Coaches and athletes primed to tackle hazing

Initiation rituals that involve harassment or humiliation aren’t just dangerous, they’re counter-productive, and coaches and team leaders should work to eliminate them, presenters told participants in an anti-hazing workshop Wednesday at the University of Windsor.

Almost 70 Lancer athletes, coaches and staff attended “Transforming Team Bonding to a Safe and Positive Experience,” in the Human Kinetics Building. The presentation, by UWindsor kinesiology professor emeritus Margery Holman and professor Jay Johnson of the University of Manitoba’s Faculty of Kinesiology and Recreation Management, described the traditions, risks and gendered nature of hazing.

“We had them engage in some alternative activities aimed at creating a positive team bonding experience for all,” says Dr. Holman. “The intention is that these team leaders will share the information with their teammates to create new traditions.”
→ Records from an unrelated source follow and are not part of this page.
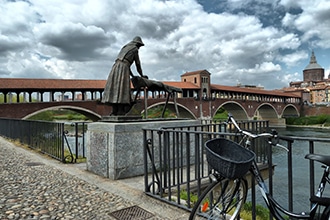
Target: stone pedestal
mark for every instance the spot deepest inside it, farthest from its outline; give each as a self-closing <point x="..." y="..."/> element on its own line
<point x="115" y="148"/>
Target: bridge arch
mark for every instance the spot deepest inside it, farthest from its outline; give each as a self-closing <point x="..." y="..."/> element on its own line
<point x="290" y="111"/>
<point x="183" y="110"/>
<point x="88" y="113"/>
<point x="235" y="108"/>
<point x="266" y="111"/>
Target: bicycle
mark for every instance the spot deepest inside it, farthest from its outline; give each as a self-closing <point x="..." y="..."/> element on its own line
<point x="227" y="192"/>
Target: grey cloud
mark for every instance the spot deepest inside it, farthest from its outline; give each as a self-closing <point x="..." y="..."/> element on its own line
<point x="75" y="41"/>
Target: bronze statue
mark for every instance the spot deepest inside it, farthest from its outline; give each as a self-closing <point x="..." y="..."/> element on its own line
<point x="117" y="91"/>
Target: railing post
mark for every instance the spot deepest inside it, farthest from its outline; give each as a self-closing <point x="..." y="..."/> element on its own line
<point x="290" y="182"/>
<point x="311" y="171"/>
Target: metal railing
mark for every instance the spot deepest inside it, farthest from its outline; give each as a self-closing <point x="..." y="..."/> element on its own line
<point x="176" y="170"/>
<point x="49" y="138"/>
<point x="175" y="160"/>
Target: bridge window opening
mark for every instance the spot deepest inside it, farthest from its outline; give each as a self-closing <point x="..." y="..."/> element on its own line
<point x="204" y="94"/>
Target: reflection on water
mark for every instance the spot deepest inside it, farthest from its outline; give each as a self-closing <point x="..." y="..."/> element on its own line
<point x="301" y="189"/>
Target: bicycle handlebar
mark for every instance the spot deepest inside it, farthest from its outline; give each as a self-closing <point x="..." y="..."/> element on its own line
<point x="272" y="135"/>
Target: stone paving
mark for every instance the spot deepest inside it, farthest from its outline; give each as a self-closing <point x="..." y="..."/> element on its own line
<point x="33" y="186"/>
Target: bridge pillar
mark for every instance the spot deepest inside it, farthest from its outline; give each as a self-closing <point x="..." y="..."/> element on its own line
<point x="115" y="149"/>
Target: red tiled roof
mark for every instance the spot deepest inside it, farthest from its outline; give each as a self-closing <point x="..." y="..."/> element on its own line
<point x="194" y="72"/>
<point x="13" y="84"/>
<point x="49" y="84"/>
<point x="182" y="85"/>
<point x="252" y="91"/>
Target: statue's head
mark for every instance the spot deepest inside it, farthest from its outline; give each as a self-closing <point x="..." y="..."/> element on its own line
<point x="138" y="40"/>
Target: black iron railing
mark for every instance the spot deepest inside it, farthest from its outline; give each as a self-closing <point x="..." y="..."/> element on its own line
<point x="50" y="138"/>
<point x="175" y="167"/>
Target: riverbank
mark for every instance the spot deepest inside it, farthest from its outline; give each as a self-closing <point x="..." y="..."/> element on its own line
<point x="309" y="126"/>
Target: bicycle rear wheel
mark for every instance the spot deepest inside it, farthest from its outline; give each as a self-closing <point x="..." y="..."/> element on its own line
<point x="221" y="200"/>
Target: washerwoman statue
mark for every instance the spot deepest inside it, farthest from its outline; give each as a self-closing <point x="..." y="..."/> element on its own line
<point x="117" y="91"/>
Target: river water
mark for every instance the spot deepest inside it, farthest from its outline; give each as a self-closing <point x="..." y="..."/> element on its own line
<point x="301" y="190"/>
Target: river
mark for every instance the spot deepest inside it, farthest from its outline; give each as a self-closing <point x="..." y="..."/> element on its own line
<point x="300" y="167"/>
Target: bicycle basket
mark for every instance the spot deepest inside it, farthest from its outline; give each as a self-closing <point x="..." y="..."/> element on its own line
<point x="228" y="158"/>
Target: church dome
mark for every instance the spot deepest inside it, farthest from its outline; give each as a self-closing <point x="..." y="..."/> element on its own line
<point x="313" y="63"/>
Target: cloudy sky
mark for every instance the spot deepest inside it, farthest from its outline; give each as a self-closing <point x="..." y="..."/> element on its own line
<point x="254" y="42"/>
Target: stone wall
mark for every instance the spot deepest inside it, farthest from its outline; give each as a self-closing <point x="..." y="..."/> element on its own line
<point x="115" y="150"/>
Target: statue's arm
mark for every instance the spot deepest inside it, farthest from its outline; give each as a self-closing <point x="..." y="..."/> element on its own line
<point x="138" y="63"/>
She says that hazing rituals can be humiliating and create resentments that hinder trust and cooperation between teammates: “Besides the emotional damage, it’s just plain counter-productive, dividing rather than uniting teams.”

Holman says the message was well-received.

“The comments from the students were very positive, as were those of the coaches,” she says. “We got some good insights in their feedback. It is a topic about which most are reluctant to talk.”